Back in the mid-2010s, which is to say almost forever ago in corporate leadership terms, America’s biggest telephone companies decided they were in the wrong business.
Landline connections were for The Olds, of course, but even running the 4G networks that enabled whiz-bang new digital giants such as Uber, Snap, and Instagram was kinda for chumps if you didn’t actually own those companies. Paying out a fat quarterly dividend was nice, and kept a lot of shareholders around, but also was kinda chump-ish.
No, what the brain trusts at AT&T and Verizon really wanted was to be considered digital media companies.
More especially, their executives wanted share prices valued at the crazy multiples that Wall Street gives to digital media platforms, at levels far above the safe-and-boring valuations accorded heavily regulated utilities.
Also, the parties in Hollywood are a lot better.
So, the two wireless giants started buying stuff that had very little to do with wireless, other than that audiences were increasingly using their phones to watch the stuff the phone companies were buying.
First, Verizon weirdly decided to buy a bunch of aging Internet version 1.0 and 1.5 brands–Yahoo, AOL, and Huffington Post–and call ’em Oath (as in swearing an oath at the knucklehead who came up with that meaningless brand).
Verizon also launched mobile video service GO90. When GO didn’t, Verizon brought in the tech team behind failed digital video startup Vessel to reboot it. That didn’t work either.
Now, with a new mobile-first CEO in Hans Vestberg, Verizon has jettisoned all of those digital media ventures, killed off GO90, and begun focusing on this whole 5G thing, which we keep getting told is going to a gigantic opportunity for its winners.
AT&T has had its own half-decade of media madness, now finally appearing to abate in expensive fashion.
It began in 2015, with the purchase of DirecTV for $48 billion, which at least made a kind of sense. Satellite TV was just a different kind of wireless pipe, right? It’s worth noting, however that even then cord-cutters already were cutting DirecTV’s metaphorical cords at worrisome rates.

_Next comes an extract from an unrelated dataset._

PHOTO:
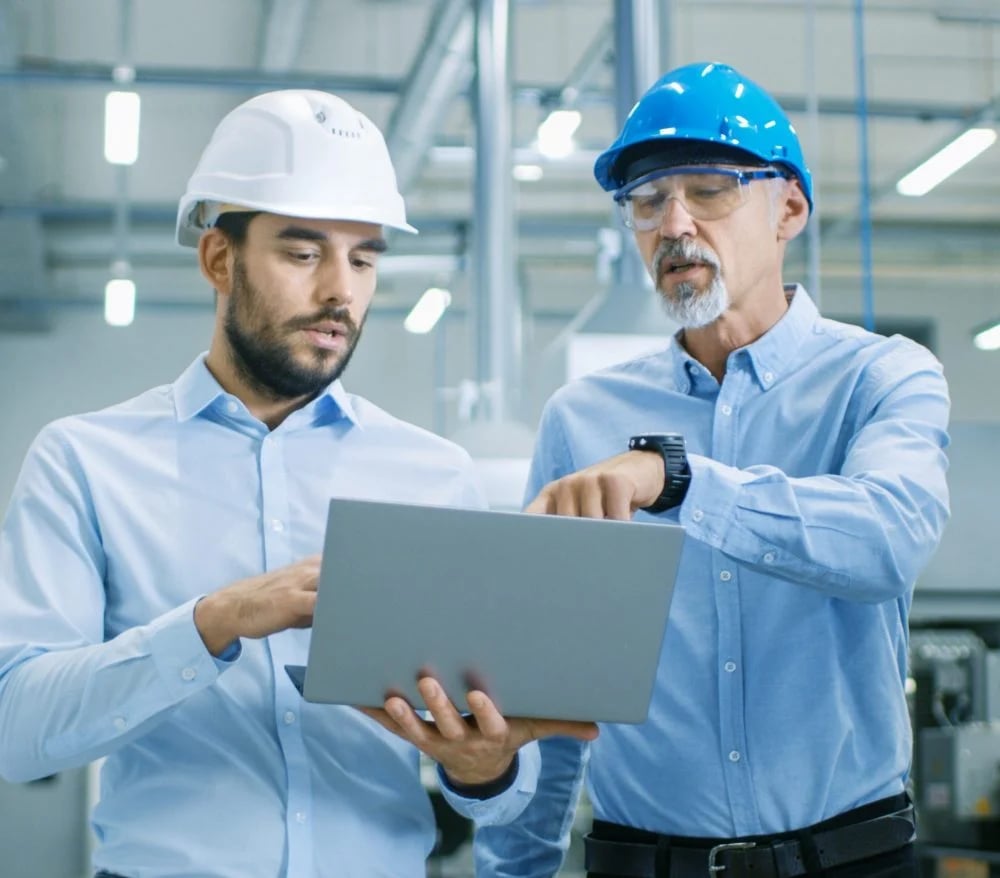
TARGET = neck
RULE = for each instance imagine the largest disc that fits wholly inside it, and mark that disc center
(742, 324)
(261, 403)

Then, in 2016, AT&T went a little nuts. It said it would buy media giant Time Warner for more than $85 billion, an epically dumb idea that nonetheless attracted a poorly prosecuted but novel antitrust lawsuit from the U.S. Department of Justice. It took two years before AT&T could finally take control, beginning just about three years ago.
What then ensued was an endless string of consolidations, shutdowns, sell-offs, layoffs, and other corporate contortions to justify the acquisition and then to ready what’s now WarnerMedia
for the streaming era.There were lots of casualties in the transition, including the good jobs of thousands of actual humans. Perfectly fine little digital-video businesses such as Drama Fever (RIP) and Crunchyroll headed out the door, as AT&T found it couldn’t balance four very expensive priorities:
A few months ago, AT&T spun off DirecTV in a deal with a private equity company that valued the satcaster at about a third of its 2015 purchase price.
Even that valuation might be rich, given that DirecTV subscribers are still peeling away like a banana skin. (It’s telling that Dish, DirecTV’s only satellite TV competitor, is quickly transitioning into…a wireless provider.)
And now, as happened at Verizon, new AT&T CEO John Stankey is undoing both the mega-deals of his predecessor less than a year after taking charge.
In the WarnerMedia situation, at least the spinoff merges one of Hollywood’s biggest media companies with another actual media company, Discovery. Quelle choc!
In another stunning surprise, the merged company will be run by an actual veteran media-company operator, David Zaslav, rather than another Bellhead apparatchik (which is by no means a shot at Kilar, a digital-media veteran and likely corporate refugee-in-waiting).
So, here we are. Verizon and AT&T are back to being boring wireless companies with a focus on building out their potentially transformative 5G networks. They’re continuing to pay out their dividends, and pay down their prodigious debts.
Meanwhile, they’ve set off what’s likely to be another round of Hollywood makeovers, as the initial winners in the streaming wars try to consolidate their positions with additional libraries of content.
Seemingly minutes after AT&T and Discovery made their deal official, news leaked that Amazon was in talks to acquire privately held MGM for as much as $10 billion.
I worked for the storied film and TV studio many years ago, and can attest to its remarkable (and widely licensed) library of more than 4,000 movies, including 18 Oscar Best Picture winners and franchises such as James Bond and Rocky (now including the Creed movies). Its TV production division also has thrived in recent years, alongside more than 10,000 hours of older series.
MGM has been dancing around a deal with somebody for a while now (this time last year, Apple was the dance partner at a price then reportedly closer to $8 billion, but still too rich for the world’s richest public company).
Now they and other usual suspects–Lionsgate, AMC, even Sony–will likely see their dance cards fill up again with potential suitors.
Let’s hope the deals that come from this likely new round make a lot more sense than the bonehead dreams of the last generation of phone company executives. That marks at least some modest kind of progress.